4. Plaintiffs also allege misrepresentations with respect to the value that Qudian places on its credibility, reputation, and security. See SAC ¶ 105. But such "general statements about reputation, integrity, and compliance with ethical norms are inactionable `puffery,' meaning that they are `too general to cause a reasonable investor to rely upon them.'" City of Pontiac Policemen's & Firemen's Ret. Sys. v. UBS AG, 752 F.3d 173, 183 (2d Cir. 2014).
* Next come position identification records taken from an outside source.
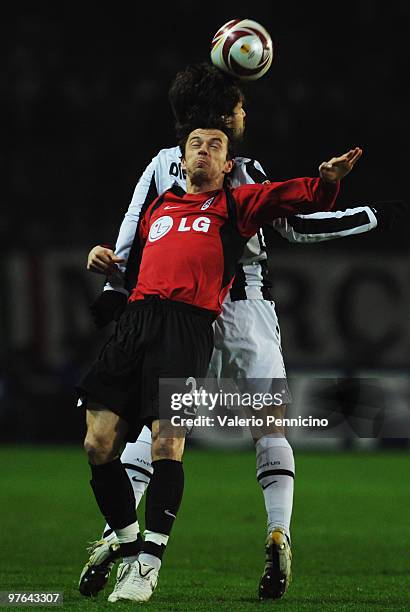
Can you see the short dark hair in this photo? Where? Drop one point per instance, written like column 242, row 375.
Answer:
column 202, row 89
column 206, row 122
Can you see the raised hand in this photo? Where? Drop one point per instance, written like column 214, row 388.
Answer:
column 102, row 260
column 338, row 167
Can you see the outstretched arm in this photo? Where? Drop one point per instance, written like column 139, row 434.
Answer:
column 260, row 204
column 322, row 226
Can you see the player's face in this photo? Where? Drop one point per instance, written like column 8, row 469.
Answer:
column 206, row 156
column 236, row 121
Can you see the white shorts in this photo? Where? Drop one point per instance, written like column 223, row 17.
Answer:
column 247, row 342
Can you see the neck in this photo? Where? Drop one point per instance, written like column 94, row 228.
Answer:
column 204, row 186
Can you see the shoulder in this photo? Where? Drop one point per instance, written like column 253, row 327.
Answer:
column 247, row 171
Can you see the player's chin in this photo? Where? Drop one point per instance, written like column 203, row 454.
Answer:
column 199, row 175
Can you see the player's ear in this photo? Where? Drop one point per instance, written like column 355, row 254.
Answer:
column 229, row 164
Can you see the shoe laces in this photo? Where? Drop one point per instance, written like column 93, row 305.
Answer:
column 94, row 544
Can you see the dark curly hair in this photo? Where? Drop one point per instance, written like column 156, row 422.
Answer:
column 206, row 122
column 200, row 90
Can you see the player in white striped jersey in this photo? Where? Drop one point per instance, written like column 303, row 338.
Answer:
column 237, row 354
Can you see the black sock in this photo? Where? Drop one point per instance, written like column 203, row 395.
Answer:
column 114, row 494
column 163, row 498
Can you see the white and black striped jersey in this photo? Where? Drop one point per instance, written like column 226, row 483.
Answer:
column 251, row 278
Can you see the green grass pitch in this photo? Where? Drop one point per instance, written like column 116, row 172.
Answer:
column 350, row 532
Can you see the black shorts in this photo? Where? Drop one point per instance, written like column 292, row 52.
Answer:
column 154, row 339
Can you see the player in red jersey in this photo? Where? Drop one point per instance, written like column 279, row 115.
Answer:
column 189, row 248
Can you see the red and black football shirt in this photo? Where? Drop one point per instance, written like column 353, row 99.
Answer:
column 191, row 243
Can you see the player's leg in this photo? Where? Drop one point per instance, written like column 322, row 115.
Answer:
column 137, row 581
column 113, row 493
column 136, row 458
column 275, row 473
column 104, row 552
column 247, row 335
column 181, row 349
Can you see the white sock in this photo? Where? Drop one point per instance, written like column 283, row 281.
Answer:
column 128, row 533
column 275, row 471
column 136, row 459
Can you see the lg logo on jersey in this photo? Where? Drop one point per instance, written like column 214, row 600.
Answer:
column 161, row 226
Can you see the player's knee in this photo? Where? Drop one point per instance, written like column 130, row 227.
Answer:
column 166, row 448
column 99, row 448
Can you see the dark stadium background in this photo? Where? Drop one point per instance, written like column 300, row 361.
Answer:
column 84, row 90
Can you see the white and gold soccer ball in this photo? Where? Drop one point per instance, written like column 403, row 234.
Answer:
column 243, row 48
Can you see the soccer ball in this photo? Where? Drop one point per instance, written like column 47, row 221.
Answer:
column 243, row 48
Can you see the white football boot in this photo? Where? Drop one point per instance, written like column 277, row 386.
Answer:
column 135, row 582
column 103, row 555
column 277, row 573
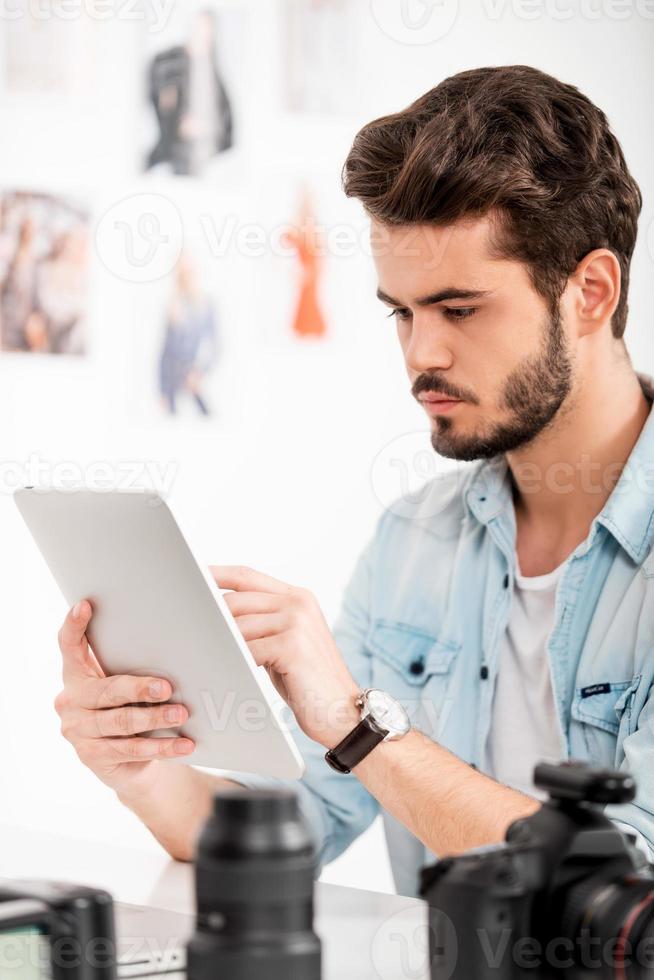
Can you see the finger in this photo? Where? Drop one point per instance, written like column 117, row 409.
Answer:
column 131, row 720
column 73, row 643
column 240, row 603
column 268, row 650
column 122, row 689
column 241, row 578
column 255, row 627
column 138, row 749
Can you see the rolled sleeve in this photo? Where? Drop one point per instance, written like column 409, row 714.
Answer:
column 637, row 817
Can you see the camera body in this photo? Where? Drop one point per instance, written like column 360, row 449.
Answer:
column 57, row 930
column 568, row 894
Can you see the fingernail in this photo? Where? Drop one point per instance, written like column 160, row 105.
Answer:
column 183, row 746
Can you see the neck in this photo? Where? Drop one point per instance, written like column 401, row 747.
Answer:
column 563, row 478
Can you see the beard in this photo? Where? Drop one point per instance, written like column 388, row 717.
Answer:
column 532, row 394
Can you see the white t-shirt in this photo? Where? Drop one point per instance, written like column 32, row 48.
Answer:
column 525, row 727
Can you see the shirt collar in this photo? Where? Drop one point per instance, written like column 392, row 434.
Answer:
column 628, row 513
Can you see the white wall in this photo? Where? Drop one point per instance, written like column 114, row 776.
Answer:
column 285, row 484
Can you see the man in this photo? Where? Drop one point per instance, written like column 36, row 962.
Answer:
column 515, row 619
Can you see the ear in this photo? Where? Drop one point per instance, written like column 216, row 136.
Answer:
column 596, row 290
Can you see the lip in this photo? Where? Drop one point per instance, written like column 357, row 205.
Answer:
column 438, row 406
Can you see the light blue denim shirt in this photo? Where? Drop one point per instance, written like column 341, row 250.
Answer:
column 423, row 617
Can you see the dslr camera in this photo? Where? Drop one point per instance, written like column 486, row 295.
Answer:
column 56, row 931
column 568, row 895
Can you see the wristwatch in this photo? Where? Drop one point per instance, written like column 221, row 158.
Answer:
column 382, row 719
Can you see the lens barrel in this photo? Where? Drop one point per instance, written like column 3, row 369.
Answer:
column 255, row 870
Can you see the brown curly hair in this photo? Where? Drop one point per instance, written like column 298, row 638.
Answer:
column 516, row 142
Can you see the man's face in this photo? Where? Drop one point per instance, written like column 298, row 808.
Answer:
column 475, row 335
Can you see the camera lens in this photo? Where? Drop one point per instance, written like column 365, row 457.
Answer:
column 614, row 932
column 255, row 870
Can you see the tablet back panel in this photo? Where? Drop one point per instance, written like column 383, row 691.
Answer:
column 158, row 612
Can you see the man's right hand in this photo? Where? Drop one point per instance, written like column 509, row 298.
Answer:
column 101, row 719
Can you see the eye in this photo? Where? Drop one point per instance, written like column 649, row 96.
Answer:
column 400, row 313
column 459, row 312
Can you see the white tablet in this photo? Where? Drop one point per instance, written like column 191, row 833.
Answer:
column 158, row 611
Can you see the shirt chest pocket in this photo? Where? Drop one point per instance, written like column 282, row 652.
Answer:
column 408, row 656
column 601, row 718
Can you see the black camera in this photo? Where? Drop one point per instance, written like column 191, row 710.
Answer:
column 56, row 931
column 567, row 896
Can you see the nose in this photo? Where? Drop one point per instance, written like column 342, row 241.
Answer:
column 426, row 347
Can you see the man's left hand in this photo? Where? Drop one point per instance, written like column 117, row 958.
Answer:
column 287, row 634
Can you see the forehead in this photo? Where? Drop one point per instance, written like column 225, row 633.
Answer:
column 414, row 260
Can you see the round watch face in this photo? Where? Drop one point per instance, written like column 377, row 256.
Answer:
column 387, row 713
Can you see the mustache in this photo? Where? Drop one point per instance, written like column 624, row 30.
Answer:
column 439, row 385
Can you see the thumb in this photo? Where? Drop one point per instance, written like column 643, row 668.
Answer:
column 77, row 658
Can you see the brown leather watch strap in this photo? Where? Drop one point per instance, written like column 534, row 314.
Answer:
column 354, row 747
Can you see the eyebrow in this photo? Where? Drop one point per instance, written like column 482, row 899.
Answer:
column 451, row 293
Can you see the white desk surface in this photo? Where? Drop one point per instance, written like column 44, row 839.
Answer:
column 366, row 935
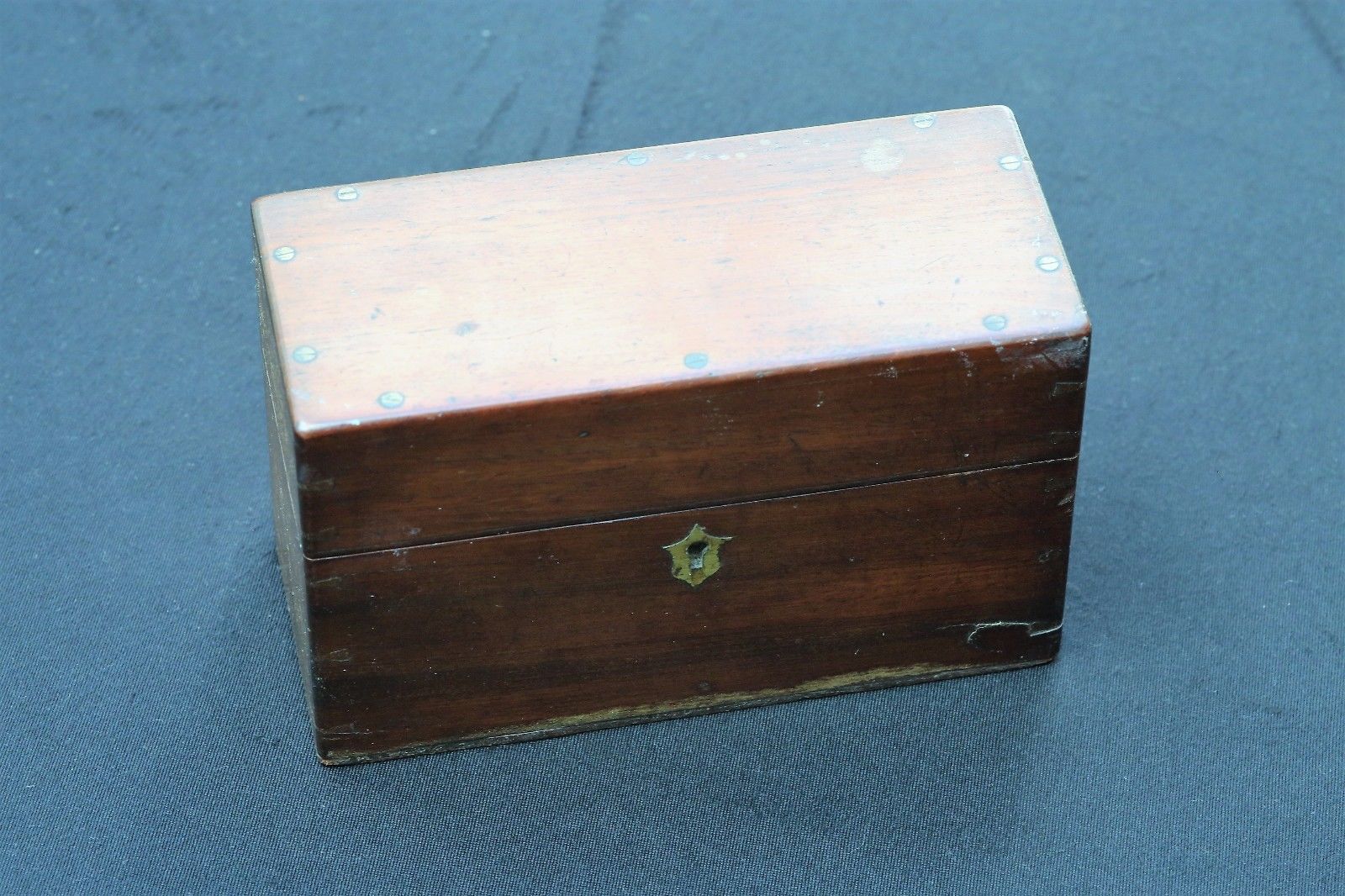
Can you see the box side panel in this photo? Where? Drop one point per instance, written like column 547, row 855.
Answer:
column 545, row 633
column 625, row 454
column 284, row 495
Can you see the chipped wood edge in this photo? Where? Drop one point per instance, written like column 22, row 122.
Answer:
column 854, row 683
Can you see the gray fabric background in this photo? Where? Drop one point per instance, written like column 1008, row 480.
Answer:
column 1190, row 736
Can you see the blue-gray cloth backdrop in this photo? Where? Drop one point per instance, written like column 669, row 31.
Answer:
column 1190, row 736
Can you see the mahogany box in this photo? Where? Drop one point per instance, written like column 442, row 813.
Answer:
column 619, row 437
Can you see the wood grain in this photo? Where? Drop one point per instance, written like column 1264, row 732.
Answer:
column 544, row 633
column 642, row 331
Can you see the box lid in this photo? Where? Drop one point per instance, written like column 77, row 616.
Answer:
column 607, row 335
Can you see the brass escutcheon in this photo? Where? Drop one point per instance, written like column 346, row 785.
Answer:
column 696, row 557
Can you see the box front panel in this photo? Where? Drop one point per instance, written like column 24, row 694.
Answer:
column 542, row 633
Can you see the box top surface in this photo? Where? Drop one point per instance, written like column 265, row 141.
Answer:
column 632, row 269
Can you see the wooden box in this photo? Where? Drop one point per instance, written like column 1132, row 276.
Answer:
column 636, row 435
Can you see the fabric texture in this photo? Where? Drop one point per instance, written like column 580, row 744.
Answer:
column 1189, row 739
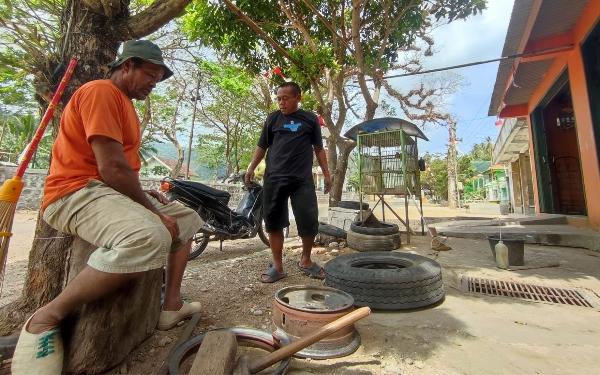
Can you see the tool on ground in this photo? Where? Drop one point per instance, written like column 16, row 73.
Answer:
column 11, row 189
column 187, row 332
column 228, row 349
column 501, row 251
column 437, row 242
column 534, row 267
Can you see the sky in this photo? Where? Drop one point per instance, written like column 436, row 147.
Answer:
column 478, row 38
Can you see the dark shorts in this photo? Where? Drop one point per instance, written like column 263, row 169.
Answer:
column 304, row 205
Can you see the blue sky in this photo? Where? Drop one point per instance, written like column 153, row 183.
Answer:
column 478, row 38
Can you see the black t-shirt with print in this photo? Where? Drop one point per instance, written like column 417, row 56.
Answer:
column 290, row 140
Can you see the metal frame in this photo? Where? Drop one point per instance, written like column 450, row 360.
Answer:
column 405, row 190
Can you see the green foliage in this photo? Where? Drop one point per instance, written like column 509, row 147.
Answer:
column 18, row 131
column 354, row 181
column 233, row 106
column 483, row 150
column 435, row 178
column 211, row 149
column 158, row 170
column 355, row 41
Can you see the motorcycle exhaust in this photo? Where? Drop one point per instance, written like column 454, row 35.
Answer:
column 208, row 229
column 211, row 229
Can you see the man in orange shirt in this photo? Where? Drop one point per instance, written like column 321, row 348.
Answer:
column 93, row 192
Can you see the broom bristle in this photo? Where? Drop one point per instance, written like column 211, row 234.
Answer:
column 7, row 213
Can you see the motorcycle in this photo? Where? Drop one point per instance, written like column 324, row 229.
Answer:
column 220, row 222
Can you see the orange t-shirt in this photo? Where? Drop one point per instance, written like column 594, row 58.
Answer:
column 96, row 108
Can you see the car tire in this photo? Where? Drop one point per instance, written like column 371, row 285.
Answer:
column 366, row 243
column 352, row 205
column 386, row 229
column 387, row 281
column 332, row 230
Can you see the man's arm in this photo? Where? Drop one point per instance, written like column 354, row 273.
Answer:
column 322, row 159
column 118, row 174
column 259, row 154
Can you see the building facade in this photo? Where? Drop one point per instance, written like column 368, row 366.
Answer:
column 553, row 91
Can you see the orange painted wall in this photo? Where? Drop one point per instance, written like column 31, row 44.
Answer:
column 581, row 106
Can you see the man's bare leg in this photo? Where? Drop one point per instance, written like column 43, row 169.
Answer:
column 88, row 286
column 176, row 263
column 276, row 240
column 307, row 245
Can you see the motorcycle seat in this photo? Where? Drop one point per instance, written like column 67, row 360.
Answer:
column 220, row 195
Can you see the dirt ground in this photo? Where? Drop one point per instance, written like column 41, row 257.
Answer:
column 466, row 334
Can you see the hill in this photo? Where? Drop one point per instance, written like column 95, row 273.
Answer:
column 167, row 150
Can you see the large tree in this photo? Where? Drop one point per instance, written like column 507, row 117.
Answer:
column 44, row 35
column 340, row 50
column 232, row 106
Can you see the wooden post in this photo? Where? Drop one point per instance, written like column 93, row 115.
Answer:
column 216, row 355
column 524, row 183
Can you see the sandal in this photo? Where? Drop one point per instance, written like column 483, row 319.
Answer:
column 273, row 275
column 312, row 270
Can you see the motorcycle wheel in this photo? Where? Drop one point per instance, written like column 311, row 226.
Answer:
column 199, row 243
column 262, row 233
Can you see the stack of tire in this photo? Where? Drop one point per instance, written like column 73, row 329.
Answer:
column 386, row 238
column 379, row 278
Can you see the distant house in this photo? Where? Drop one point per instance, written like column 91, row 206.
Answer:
column 161, row 167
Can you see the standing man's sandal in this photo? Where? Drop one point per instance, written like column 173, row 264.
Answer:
column 40, row 354
column 168, row 319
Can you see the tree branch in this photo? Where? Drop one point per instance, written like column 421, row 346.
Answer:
column 147, row 21
column 256, row 28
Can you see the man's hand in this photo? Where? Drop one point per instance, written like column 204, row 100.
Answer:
column 171, row 225
column 249, row 176
column 327, row 181
column 155, row 194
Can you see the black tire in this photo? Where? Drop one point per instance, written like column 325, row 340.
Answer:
column 332, row 230
column 387, row 228
column 365, row 243
column 352, row 205
column 387, row 281
column 200, row 241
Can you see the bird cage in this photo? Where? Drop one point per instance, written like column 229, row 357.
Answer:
column 388, row 163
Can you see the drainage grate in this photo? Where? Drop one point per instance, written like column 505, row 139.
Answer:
column 527, row 291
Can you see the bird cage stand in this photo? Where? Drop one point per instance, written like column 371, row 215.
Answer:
column 388, row 164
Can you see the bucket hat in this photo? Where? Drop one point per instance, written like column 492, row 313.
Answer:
column 145, row 50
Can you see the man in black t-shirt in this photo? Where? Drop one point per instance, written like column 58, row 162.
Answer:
column 290, row 135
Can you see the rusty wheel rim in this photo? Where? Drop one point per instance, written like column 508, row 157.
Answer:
column 314, row 299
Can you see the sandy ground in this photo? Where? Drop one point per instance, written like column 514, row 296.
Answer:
column 466, row 334
column 18, row 254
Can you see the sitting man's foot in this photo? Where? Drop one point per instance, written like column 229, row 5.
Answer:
column 38, row 353
column 168, row 319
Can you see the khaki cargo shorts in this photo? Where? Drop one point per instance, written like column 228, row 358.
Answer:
column 129, row 237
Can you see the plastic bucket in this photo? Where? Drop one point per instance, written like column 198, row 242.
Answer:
column 516, row 249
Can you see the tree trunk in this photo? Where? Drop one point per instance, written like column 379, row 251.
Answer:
column 101, row 334
column 339, row 173
column 180, row 156
column 452, row 187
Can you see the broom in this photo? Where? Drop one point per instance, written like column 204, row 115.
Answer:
column 11, row 189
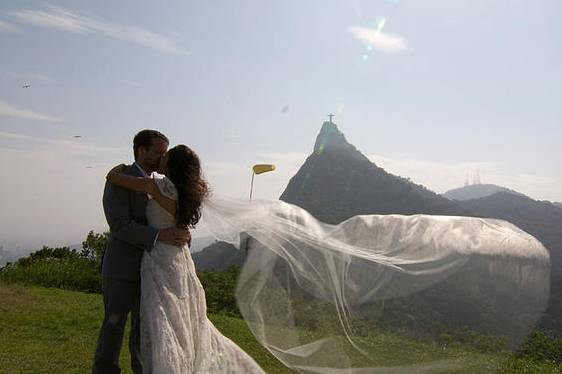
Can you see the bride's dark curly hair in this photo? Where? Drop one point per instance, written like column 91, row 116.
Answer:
column 184, row 170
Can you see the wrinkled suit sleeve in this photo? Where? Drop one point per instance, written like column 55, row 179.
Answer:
column 117, row 209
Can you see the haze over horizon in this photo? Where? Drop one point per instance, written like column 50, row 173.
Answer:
column 431, row 92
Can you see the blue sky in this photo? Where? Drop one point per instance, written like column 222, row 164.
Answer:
column 431, row 90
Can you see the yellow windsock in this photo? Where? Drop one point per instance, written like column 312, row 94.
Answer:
column 263, row 168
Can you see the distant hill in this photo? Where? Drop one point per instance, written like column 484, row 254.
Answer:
column 476, row 191
column 337, row 182
column 218, row 256
column 541, row 219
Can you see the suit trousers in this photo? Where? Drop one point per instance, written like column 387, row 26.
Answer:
column 119, row 298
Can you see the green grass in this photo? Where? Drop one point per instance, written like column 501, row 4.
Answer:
column 49, row 330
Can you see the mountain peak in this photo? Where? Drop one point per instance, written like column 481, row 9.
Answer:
column 330, row 137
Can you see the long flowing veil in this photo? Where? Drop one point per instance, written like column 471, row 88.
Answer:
column 383, row 293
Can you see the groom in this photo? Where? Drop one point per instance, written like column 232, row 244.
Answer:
column 129, row 238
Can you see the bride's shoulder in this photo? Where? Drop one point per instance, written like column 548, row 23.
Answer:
column 166, row 186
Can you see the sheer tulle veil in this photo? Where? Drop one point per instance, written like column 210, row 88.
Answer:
column 382, row 293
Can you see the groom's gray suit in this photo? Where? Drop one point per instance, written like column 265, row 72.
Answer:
column 129, row 237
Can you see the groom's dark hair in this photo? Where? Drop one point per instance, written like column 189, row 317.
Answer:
column 144, row 139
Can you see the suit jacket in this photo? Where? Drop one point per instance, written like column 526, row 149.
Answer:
column 129, row 234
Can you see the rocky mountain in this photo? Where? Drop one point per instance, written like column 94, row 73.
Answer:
column 476, row 191
column 541, row 219
column 337, row 182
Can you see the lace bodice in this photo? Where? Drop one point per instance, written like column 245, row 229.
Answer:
column 176, row 336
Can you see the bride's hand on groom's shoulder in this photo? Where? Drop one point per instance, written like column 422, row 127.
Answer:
column 174, row 236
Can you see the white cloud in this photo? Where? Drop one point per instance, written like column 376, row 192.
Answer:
column 28, row 77
column 65, row 20
column 384, row 42
column 8, row 27
column 9, row 110
column 47, row 186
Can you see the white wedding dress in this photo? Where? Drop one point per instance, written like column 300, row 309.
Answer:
column 176, row 335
5. Luo arguably went further in his statements "four days after the Company's IPO," but those statements are irrelevant to Defendants' liability under Sections 11 and 12(a)(2), which require material misrepresentations and omissions in the Registration Statement and Prospectus filed at the time of the IPO. See 15 U.S.C. §§ 77(k), 77l(a)(2).
6. Defendants argue that Plaintiffs' allegations are "deficient as a matter of law" because they rely "solely on post-IPO developments." See ECF No. 165, at 6. But the cases cited by Defendants, such as In re Jumei International Holding Limited Securities Litigation, do not support such a categorical rule. Surely if Qudian had announced the opening of Dabai Auto (and its investment) the day after the IPO, a factfinder could conclude that the company misled investors by not disclosing those plans in its offering materials. That is, while "knowledge on day-120 does not mean Defendants `knew' or `must have known' on day-1," Medina v. Tremor Video, Inc., No 13-CV-8364 (PAC), 2015 WL 1000011, at *3 (S.D.N.Y. March 5, 2015), cited favorably in Jumei Int'l Holding Ltd. Sec. Litig., 2017 WL 95176, at *4, knowledge on "day-2" arguably would support an inference of knowledge on "day-1." The allegations here fall somewhere in the middle of the spectrum. But drawing all reasonable inferences in Plaintiffs' favor, the Court concludes, from the timing and scale of the opening of Dabai Auto, that Plaintiffs' allegations of knowledge on "day-1" here are plausible enough to survive Defendants' motion to dismiss.
7. Accordingly, the Court need not and does not reach Defendants' alternative argument concerning negative causation (which does not apply as to Dabai Auto). ECF No. 143, at 28-29. Nor need the Court spill additional ink on Plaintiffs' alternative argument that Defendants are liable under Sections 11 and 12(a)(2) because they failed to disclose material facts that they had a duty to disclose. Putting aside the question of whether a plaintiff can bring both affirmative misrepresentation and omission claims on the same theory, Plaintiffs' omission claims survive as to Dabai Auto for the reasons discussed above and fail as to the other matters since, as discussed above, Defendants' disclosures were adequate.
8. If Plaintiffs file an amended complaint, they shall submit certified translations of any Chinese documents on which they rely so that the Court may review, in full, any document that it finds has been incorporated by reference into the amended pleading.